HOI has seven lots on 31st Street just east of Washington Street and available house plans ranging from 1,098 to 1,250 square feet with three bedrooms and two bathrooms on the main floor. Each home has an attached two car garage, open living area and given the households loan availability, a full basement. The estimated construction cost of the homes is $175,000 before the $25,000 down payment and closing cost assistance. The lot cost will be between six and eight thousand. HOI’s on-staff General Contractor will manage the construction. Since 1999 HOI has built 15 rental properties in six Central Kansas communities with 192 rental apartments and single family homes as well as 54 single family homeownership homes in Great Bend and three in Larned between 2000 and 2006.
HOI is planning a meeting with the first five families on March 15, and encourages all others interested to contact their office at 620-792-3299 for information on how to be a participant and receive the remaining $25,000 down payment and closing cost funds.
In 2012, Kansas Housing Resources Corporation, created the Moderate Income Housing (MIH) Program after the Kansas Legislature allocated $2 million to the State Housing Trust Fund to support additional housing efforts. Many cities, counties and employers, were looking for housing funds to serve higher income level households than those served by the Low Income Housing Tax Credit Program, now 30 years old. Since that time, the Legislature has allocated an additional $2 million each year to support these moderate income housing activities.

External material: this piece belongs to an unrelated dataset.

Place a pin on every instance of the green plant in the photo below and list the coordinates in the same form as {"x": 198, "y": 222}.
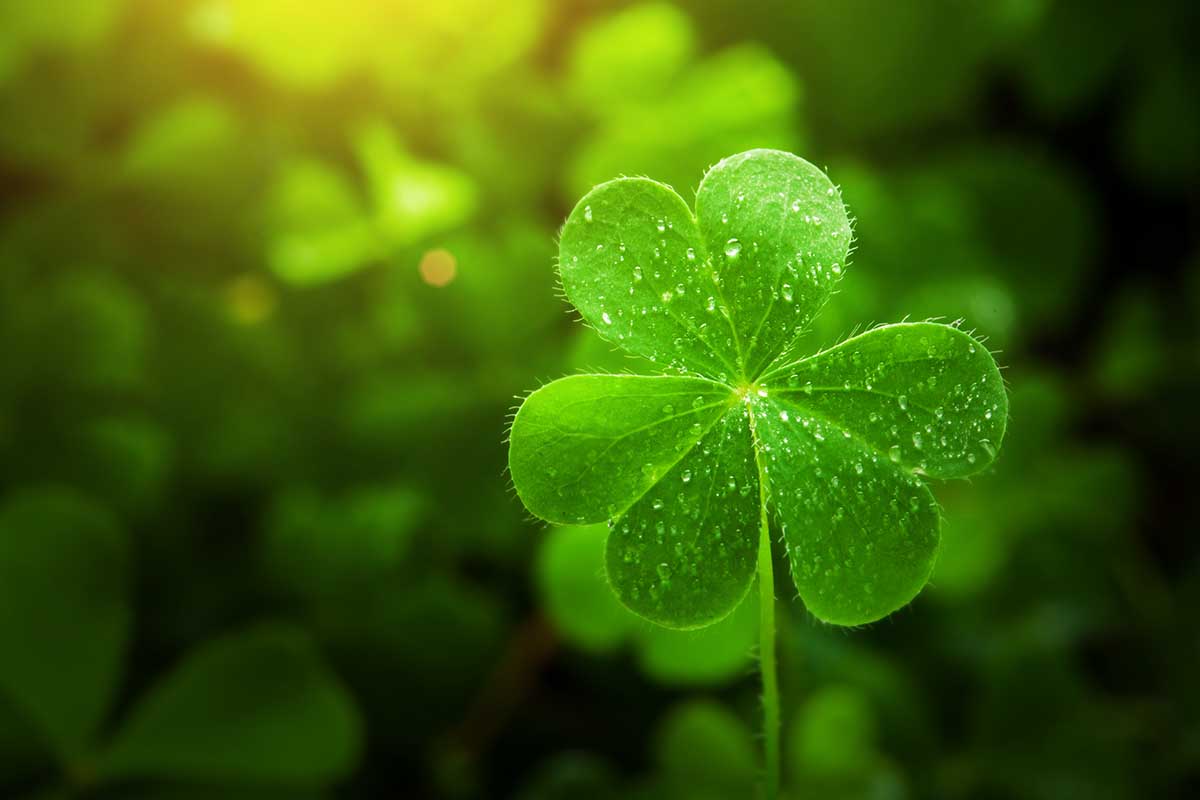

The MIH Program was created to serve households that cannot afford market-rate housing, but don’t qualify for federal housing assistance. The funding is awarded to cities and counties with populations of less than 60,000 for multi-family rental units, single-family for-purchase homes, water, sewer and street extensions, rehabilitation of unsafe or dilapidated vacant housing, and down-payment and closing cost assistance to homebuyers. From 2012 to 2014 there have been 26 funding awards in 24 counties.